諸外国からスパイ天国と揶揄されるほど、さまざまな国の諜報員が「野放し状態」になっていると言っても過言ではない日本。他国並みの「スパイ防止法」の制定を求める声は少なくないものの、未だ実現に至りません。その原因はどこにあるのでしょうか。今回、政治学者で立命館大学政策科学部教授の上久保誠人さんは、「中道主義」である自身がフルスペックのスパイ防止法を求める理由を、これまでの経験を交えつつ解説。その上で、我が国で同法を成立させるために必要不可欠な条件を提示しています。

プロフィール:上久保誠人(かみくぼ・まさと)
立命館大学政策科学部教授。1968年愛媛県生まれ。早稲田大学第一文学部卒業後、伊藤忠商事勤務を経て、英国ウォーリック大学大学院政治・国際学研究科博士課程修了。Ph.D(政治学・国際学、ウォーリック大学)。主な業績は、『逆説の地政学』(晃洋書房)。

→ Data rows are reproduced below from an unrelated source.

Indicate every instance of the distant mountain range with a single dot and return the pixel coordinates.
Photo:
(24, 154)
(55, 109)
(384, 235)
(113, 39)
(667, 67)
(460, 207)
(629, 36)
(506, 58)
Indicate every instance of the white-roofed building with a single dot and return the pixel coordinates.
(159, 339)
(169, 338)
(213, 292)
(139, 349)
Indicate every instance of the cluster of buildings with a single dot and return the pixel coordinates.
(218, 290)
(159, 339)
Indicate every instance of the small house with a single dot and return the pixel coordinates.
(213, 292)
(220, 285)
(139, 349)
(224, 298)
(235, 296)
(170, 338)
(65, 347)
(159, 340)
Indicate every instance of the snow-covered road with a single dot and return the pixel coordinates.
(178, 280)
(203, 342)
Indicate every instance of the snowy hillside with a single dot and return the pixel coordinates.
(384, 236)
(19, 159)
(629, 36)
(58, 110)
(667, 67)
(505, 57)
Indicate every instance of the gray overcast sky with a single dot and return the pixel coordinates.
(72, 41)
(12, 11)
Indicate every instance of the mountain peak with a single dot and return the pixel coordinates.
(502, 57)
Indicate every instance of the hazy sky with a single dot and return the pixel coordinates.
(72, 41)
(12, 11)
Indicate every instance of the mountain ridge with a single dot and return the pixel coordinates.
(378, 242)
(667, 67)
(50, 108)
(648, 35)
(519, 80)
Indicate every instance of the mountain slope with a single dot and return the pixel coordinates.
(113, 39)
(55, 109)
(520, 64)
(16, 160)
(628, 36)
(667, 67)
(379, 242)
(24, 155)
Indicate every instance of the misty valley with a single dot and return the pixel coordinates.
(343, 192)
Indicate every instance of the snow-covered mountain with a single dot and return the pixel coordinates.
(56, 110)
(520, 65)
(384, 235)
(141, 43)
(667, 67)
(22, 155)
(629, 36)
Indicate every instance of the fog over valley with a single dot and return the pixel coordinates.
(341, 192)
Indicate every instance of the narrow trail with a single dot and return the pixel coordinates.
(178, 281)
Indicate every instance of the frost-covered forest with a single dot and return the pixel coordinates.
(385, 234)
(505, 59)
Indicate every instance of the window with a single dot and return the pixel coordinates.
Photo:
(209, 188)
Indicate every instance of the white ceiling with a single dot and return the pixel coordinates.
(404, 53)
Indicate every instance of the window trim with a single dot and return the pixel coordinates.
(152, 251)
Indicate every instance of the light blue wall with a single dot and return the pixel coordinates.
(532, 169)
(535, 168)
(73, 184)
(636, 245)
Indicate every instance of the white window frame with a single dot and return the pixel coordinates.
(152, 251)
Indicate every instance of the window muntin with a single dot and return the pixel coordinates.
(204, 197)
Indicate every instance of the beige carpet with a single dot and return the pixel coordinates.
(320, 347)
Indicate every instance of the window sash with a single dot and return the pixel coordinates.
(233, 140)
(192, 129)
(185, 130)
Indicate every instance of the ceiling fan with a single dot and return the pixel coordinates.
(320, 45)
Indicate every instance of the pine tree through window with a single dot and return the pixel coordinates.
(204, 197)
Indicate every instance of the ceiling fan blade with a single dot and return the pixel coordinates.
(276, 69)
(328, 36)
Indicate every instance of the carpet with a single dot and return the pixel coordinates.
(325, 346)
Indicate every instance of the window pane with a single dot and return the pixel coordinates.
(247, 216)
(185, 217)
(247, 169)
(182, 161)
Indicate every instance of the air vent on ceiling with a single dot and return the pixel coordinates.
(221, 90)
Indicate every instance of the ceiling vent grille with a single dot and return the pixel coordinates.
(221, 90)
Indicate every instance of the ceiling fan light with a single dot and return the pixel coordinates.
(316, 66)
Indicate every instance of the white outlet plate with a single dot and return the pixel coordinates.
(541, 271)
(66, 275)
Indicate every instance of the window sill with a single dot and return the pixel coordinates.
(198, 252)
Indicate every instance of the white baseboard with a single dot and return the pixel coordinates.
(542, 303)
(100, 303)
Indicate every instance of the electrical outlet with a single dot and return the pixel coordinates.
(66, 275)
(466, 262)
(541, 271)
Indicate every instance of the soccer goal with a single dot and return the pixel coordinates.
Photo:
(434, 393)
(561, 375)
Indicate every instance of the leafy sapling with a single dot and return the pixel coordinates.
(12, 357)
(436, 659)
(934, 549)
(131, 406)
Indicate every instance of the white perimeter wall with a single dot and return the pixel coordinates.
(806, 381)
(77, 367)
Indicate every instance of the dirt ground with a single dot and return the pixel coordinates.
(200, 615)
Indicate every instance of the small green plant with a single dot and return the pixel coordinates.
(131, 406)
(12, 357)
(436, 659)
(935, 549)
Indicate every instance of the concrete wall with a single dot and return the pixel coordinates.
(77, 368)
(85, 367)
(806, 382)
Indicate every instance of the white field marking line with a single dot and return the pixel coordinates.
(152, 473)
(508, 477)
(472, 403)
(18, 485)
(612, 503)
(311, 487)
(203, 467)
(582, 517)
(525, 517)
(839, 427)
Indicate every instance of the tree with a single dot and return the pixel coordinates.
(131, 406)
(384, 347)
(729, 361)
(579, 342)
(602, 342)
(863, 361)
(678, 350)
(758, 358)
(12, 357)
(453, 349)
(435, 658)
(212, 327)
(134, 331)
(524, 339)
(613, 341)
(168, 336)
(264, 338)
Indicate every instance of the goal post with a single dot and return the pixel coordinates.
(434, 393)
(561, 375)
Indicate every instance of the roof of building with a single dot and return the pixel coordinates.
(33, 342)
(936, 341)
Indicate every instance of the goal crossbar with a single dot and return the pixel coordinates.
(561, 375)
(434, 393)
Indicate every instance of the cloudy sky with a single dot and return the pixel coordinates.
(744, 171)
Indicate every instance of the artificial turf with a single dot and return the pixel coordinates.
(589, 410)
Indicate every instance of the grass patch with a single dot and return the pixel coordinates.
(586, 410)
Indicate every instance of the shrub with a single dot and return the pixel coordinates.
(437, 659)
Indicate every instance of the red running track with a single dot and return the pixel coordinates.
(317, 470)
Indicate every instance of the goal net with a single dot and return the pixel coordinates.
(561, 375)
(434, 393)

安倍政権以降の無品格。スパイ防止法の制定前に乗り越えるべき壁

中国で「改正反スパイ法」が施行された。「反スパイ法」とは、2014年に制定されたスパイ行為の取締り強化を目的にした法律である。この法律をめぐっては、スパイ行為の定義があいまいで、法律が恣意的に運用される懸念があった。実際、中国在留の日本人が、スパイ行為に関わったなどとして、少なくとも17人が拘束され、9人が実刑判決を受けている。

現在、拘束されている日本人の早期開放の目途は立っていない。ところが、今回の改正で、従来の「国家の秘密や情報」に加えて「国家の安全と利益に関わる文書やデータ、資料や物品」を盗み取り、提供する行為が新たに取締りの対象となるなど、スパイ行為の定義が拡大された。中国の当局による取締りがさらに強化され、日本人の安全が一層脅かされると不安視されている。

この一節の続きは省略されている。